“When was this stored” vs “when did it happen”

Sunday, 4 Nov 2018

Over on his weblog, Chris Siebenmann talks about metadata in file based websites:

In a file based website engine, any form of metadata that you can’t usefully commit into common version control systems is a mistake.

This is part of a class of mistake I’ve variously made or run into in a number of contexts.

A prominent example that comes to mind is an application I work on which tracks records of some kind, and in one place, users enter “number of X for the thing recorded here” as data points over time. Originally the point in time used for a data point was the time of entry of the data point. At some point I realised that this was a mistake: the point in time at which the number of X was Y is not the same as the point in time at which that fact was recorded in our system. Among other things, treating them the same means you cannot enter “number of X” data points after the fact (such as when newly capturing a record retroactively). One is metadata about a real-world event, the other is metadata about the usage of our application to record that real-world event.

So the generalised principle goes maybe something like this:

Metadata about a storage entity should not be confused with metadata about whatever the payload of that storage entity represents.
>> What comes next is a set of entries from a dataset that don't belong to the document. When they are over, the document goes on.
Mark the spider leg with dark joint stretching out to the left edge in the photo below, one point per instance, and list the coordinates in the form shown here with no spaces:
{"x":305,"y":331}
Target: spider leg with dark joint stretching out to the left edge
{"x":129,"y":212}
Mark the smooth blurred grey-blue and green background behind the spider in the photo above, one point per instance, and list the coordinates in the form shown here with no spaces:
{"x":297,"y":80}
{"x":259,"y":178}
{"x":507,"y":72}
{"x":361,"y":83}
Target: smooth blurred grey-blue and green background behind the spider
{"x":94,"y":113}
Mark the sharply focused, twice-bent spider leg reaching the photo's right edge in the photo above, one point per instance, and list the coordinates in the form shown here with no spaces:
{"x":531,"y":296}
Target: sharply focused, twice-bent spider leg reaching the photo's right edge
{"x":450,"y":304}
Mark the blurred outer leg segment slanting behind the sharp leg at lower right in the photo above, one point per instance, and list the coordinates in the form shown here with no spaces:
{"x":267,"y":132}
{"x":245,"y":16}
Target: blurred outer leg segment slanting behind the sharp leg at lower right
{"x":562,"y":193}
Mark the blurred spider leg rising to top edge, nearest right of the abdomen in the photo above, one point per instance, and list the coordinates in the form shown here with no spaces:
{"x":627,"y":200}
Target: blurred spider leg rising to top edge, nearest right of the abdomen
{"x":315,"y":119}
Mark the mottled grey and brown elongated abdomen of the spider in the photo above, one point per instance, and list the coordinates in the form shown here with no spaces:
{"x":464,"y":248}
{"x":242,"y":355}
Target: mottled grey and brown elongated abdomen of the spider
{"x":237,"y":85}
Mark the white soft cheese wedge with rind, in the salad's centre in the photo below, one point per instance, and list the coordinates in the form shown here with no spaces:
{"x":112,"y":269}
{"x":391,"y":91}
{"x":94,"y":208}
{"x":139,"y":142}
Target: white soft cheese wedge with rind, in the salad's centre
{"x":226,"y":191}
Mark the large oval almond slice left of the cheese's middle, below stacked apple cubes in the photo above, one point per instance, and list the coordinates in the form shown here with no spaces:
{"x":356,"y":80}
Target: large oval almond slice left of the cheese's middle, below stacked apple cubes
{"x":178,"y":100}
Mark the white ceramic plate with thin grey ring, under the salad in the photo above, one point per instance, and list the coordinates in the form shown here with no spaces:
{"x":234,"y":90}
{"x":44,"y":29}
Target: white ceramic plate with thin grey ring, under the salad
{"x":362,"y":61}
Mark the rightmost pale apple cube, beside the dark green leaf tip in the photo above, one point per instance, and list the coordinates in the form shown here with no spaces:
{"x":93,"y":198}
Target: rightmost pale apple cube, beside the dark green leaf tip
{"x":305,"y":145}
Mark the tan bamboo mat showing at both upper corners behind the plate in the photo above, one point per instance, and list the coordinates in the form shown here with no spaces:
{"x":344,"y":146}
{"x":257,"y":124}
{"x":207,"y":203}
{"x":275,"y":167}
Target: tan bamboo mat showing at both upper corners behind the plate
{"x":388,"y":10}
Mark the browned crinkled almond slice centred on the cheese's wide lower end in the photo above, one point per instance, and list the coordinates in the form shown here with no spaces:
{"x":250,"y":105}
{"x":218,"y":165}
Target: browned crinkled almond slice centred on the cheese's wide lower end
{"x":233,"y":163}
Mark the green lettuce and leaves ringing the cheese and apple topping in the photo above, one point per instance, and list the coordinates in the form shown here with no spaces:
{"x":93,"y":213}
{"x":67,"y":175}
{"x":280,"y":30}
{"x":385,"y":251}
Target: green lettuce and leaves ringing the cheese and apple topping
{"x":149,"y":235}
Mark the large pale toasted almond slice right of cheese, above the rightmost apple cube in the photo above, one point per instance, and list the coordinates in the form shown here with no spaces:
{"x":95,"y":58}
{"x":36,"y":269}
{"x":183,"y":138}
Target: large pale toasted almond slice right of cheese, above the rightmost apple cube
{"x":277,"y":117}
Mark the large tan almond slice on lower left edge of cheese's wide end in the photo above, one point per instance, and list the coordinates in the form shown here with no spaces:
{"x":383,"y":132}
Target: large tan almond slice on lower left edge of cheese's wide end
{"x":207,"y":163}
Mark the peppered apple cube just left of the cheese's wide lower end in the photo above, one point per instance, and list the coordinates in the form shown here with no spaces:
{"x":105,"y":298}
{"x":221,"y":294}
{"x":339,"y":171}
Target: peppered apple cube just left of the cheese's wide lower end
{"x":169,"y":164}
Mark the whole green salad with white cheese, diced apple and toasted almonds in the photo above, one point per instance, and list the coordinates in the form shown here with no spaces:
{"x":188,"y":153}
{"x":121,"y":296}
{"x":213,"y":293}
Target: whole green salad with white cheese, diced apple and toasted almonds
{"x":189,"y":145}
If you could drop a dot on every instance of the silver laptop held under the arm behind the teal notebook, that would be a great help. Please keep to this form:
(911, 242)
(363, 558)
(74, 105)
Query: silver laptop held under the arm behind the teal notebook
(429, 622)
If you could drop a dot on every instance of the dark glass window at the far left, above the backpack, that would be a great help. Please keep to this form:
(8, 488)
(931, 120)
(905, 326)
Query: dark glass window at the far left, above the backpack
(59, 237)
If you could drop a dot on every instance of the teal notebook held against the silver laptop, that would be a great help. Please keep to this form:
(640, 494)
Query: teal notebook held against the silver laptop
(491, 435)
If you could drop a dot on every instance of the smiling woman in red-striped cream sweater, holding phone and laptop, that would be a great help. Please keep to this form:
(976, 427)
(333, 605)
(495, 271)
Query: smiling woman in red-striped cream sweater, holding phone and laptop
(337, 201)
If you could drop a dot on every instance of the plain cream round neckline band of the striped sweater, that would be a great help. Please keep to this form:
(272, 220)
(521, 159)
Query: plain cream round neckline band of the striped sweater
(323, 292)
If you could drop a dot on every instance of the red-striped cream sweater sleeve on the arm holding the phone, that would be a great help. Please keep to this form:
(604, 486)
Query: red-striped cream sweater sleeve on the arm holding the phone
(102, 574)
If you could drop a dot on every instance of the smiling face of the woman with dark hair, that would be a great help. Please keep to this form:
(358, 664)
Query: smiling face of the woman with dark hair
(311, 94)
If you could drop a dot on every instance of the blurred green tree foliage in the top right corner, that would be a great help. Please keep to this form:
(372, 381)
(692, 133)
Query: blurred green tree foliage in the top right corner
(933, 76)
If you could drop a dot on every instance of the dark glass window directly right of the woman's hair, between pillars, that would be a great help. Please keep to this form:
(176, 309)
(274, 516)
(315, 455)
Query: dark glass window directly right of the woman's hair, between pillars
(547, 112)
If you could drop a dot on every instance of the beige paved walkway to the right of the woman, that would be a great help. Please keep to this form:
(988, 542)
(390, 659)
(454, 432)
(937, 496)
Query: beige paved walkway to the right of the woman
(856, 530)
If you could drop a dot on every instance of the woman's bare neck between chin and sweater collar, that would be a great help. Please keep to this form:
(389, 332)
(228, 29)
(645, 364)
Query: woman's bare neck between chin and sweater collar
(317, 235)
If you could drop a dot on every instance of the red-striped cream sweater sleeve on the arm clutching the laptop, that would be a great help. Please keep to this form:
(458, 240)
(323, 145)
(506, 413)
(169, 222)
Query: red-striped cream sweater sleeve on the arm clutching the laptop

These may (obviously) coincide but are nevertheless not the same thing. If an article is stored in a file, the creation date of the file just says when that article was saved into that file – not when the article was written. As long as the “writing an article” and “saving it into a file” actions are strongly bound to each other, these metadata will coincide so that it may seem attractive to treat one as the other. But once you introduce ways for them to diverge – such as adding a VCS to the mix, which creates/removes/modifies files without a corresponding article-writing/editing action – you have a problem.